New Rule No. 3: Don’t confuse opening up some material in your web browser or E-mail inbox with actually reading. The latter requires some attention, minimally some scanning of one line after another, ideally a perusal of word after word. On some occasions you might even have to re-read a sentence or — god forbid — an entire paragraph.

New Rule No. 4: When one of your sources speaks, listen. It’s not always easy: The cell phone is buzzing, a new E-mail has shown up in the inbox, and another tweet looms. The speaker might even have a foreign accent. But hang in there, you might learn something.

New Rule No. 5: Don’t confuse an E-mail exchange with an interview. The other day I got a call from a business owner in Princeton seeking advice. He had received an interview request from an area newspaper reporter. The request — delivered via E-mail — not only asked for the interview but also listed the questions.

Isn’t it possible, in this 21st century world, that a reporter’s questions might change as answers are received? I advised the business owner to ask for a phone call.

New Rule No. 6: Don’t take sides, but pay attention to all sides. This challenges the journalist’s reading and listening skills. Case in point: Donald Trump’s assertion that Ted Cruz (Prince­ton ’92) may not be eligible to run for president because he was born in Canada. Many in the media had the same initial response — Trump is being his usual outrageous, incorrect self.

But several constitutional scholars, most notably Mary Brigid McManamon of the Widener University’s Delaware Law School, now point out that there is a difference between “natural born” and “naturalized” citizens. McManamon asserts that “the concept of ‘natural born’ comes from common law, and it is that law the Supreme Court has said we must turn to for the concept’s definition. On this subject, common law is clear and unambiguous.” Cruz is a naturalized but not natural born citizen.

New Rule No. 7: Everything’s public. The Rutgers Institute for Information Policy & Law is addressing this “new rule” with two panel discussions on Friday, February 19, in New Brunswick.

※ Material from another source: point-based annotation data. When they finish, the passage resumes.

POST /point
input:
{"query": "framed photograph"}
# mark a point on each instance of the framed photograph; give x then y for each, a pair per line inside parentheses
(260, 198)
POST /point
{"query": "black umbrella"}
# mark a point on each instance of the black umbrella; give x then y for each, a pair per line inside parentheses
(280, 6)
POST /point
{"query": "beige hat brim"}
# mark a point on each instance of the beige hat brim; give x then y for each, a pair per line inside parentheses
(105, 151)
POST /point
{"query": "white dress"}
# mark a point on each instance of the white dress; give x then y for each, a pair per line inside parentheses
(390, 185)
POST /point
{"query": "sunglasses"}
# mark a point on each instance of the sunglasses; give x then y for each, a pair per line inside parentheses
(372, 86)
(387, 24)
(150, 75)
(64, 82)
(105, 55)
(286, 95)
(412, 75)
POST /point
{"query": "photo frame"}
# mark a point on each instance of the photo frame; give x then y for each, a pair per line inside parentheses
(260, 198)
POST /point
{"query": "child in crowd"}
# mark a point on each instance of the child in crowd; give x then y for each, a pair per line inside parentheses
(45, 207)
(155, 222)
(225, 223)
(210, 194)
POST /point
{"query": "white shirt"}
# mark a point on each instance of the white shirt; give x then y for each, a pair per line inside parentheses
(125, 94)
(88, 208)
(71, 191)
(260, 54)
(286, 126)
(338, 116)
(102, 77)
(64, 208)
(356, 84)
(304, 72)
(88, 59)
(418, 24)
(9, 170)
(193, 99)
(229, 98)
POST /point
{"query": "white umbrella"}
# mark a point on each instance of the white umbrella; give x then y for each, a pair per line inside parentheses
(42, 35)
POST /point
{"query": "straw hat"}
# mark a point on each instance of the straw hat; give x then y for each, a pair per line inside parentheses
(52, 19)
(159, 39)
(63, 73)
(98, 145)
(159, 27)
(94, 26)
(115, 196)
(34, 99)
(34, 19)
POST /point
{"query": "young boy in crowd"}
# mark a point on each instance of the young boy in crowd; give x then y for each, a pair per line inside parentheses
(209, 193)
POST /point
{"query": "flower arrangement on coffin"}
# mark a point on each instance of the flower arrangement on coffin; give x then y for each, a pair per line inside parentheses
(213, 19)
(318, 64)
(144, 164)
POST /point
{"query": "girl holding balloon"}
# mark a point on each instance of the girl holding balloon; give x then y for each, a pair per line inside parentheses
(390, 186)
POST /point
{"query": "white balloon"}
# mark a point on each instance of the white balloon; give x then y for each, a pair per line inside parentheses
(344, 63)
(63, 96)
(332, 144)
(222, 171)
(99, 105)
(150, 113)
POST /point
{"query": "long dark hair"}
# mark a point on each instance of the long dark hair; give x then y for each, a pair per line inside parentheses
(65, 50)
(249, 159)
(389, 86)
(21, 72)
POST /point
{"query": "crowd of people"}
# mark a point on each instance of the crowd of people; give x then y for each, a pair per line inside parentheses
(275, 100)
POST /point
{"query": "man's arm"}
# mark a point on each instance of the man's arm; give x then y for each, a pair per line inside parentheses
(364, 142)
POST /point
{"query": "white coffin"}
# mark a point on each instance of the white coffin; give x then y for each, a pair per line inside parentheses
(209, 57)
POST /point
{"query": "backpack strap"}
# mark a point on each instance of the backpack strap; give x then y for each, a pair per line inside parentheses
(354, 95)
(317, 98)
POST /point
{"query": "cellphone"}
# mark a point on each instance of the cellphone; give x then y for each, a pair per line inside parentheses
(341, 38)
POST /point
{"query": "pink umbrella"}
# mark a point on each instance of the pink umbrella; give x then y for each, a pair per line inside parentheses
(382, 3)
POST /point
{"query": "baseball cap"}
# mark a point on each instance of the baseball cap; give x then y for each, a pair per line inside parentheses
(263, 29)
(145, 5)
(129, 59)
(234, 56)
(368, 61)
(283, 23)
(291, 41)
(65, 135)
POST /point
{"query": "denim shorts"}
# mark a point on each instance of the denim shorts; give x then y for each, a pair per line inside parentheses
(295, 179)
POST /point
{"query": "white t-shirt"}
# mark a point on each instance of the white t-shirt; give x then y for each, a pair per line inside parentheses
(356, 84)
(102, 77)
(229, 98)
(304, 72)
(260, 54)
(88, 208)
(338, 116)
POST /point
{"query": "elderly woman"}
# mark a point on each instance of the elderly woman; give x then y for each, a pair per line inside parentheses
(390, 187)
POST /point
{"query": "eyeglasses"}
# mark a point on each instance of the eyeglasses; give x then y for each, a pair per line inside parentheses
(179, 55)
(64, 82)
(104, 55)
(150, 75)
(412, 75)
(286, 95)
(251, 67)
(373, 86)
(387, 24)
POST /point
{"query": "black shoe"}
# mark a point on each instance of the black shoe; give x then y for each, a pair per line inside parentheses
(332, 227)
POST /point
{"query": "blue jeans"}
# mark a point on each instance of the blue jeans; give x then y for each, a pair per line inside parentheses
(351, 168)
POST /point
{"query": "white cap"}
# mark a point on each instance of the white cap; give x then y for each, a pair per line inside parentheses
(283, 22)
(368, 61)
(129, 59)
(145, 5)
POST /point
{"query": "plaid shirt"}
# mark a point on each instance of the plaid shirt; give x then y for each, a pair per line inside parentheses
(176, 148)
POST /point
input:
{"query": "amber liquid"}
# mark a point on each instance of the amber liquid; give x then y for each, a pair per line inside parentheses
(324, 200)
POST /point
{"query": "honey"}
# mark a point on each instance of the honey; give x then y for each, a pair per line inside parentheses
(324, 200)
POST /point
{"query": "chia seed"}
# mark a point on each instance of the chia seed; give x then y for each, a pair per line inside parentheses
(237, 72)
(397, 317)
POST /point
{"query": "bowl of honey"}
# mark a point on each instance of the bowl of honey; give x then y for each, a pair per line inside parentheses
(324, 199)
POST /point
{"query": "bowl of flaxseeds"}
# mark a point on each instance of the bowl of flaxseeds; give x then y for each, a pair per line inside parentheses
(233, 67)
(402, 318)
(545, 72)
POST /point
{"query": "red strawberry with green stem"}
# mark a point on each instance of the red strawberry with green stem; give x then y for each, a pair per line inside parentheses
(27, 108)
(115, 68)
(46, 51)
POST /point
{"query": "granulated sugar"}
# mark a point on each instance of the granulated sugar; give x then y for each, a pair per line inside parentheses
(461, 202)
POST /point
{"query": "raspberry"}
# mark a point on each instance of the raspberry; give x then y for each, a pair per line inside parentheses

The panels will cover emerging legal issues and policy changes affecting newsgatherers — from drones to police body cameras.

As the website promoting the event says, “Digital startups and citizen journalists are plugging the news hole — getting the public important information and keeping the powerful accountable. If you are providing content for this new information ecosystem, you’ve probably run into basic legal questions, such as whether you can post video you captured or whether you need to take down video that has bothered someone.”

The fact is that journalists in public places can gather more information than ever. I suspect the definition of a public place will become even more expansive.

New Rule No. 8: It’s only a matter of time before New Rule No. 7 has a corollary: Everything’s public, including the journalist’s actions. Sooner or later some cell phone camera will catch a newsgatherer in some embarrassing light. Fair is fair.

Journalists, now in the spotlight of anyone with a cellphone, need to recognize that full disclosure applies to them as well as to public officials. And appearances of conflict should be disclosed as quickly as actual conflicts.

New Rule No. 9: Welcome the citizen journalist. Actor Sean Penn’s enterprising (if not totally enlightening) interview with El Chapo, the drug lord, has generated the predictable blowback from some in the mainstream media. Penn responded that you don’t need a license to practice journalism. He’s right and the professional journalists should hope it stays that way.

New Rule No. 10: Be a reporter, not a friend. Social media is a great way to extend the content of print newspapers. At U.S. 1 we try to follow major institutions and other media on Twitter and Facebook. And we tweet out timely and (we think) valuable updates to our online listings of events.

But please, we all get enough silly Internet memes and political and religious declarations through our personal Facebook and Twitter accounts. We do not need to receive a survey — as we did last week from the Trenton Times — asking us whether the impending winter storm would “wallop” New Jersey. We thought newspapers were supposed to inform us, not the other way around. But maybe that old rule doesn’t apply anymore.